# PCI Wireless Card not being detected by system



## Contaejun (Aug 23, 2010)

I recently bought a PCI Wireless Card, a GIGABYTE GN-WP01GS. My computer is running Windows XP 32bit. I stuck the card in the PCI slot, attached the antenna, and installed the driver (If you're thinking I did that in the wrong order, that's what the instructions said to do).

My problem is: right after you install the driver, the wireless utility window is supposed to pop up, but it never does. The GIGABYTE icon appears in the bottom right corner, but the tooltip says that the card does not exist. I take this to mean that the card isn't being detected by the system. Neither of the lights on the back of the actual card light up either

I thought my motherboard might have a broken PCI slot, so I tried all the others. No good. I tried installing the PCI Wireless Card on two other computers, another Windows XP 32-bit and a Windows 7 64-bit. It didn't work on either of them. All three computers have the last updates and service packs.

In short, my PCI card isn't being detected by three computers so I can't connect to the internet on the computer the card is intended for.


----------



## johnwill (Sep 26, 2002)

With the card installed in the computer, please do this.



Hold the *Windows* key and press *R*, then type *devmgmt.msc*

Please respond to *all* the following steps.


Under *Network adapters*, please tell me all the devices listed. 
Are there any devices under *Network adapters* that have a red x displayed?
Also, are there any devices anywhere in the *Device Manager* display with yellow *?* or *!* displayed?

It would be best if you could post a screen shot of Device Manager with the *Network adapters* and *Other devices* sections expanded.
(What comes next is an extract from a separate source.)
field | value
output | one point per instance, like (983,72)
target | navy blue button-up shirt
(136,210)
To post a screen shot of the active window, hold the _*Alt*_ key and press the *PrtScn* key. Open the Windows PAINT application and _*Paste*_ the screen shot. You can then use PAINT to trim to suit, and save it as a JPG format file. To upload it to the forum, open the full reply window and use the _*Manage Attachments*_ button to upload it here.


----------



## Contaejun (Aug 23, 2010)

This is on the computer with Windows 7 64-bit, which is the one the card is intended for. I'm a little confused as to why the name Intel shows up, because we certainly don't get our internet from them.


----------



## 2xg (Aug 5, 2009)

Hello,

Perhaps a faulty PCI card if it didn't work on all computers. I'll get a replacement.


----------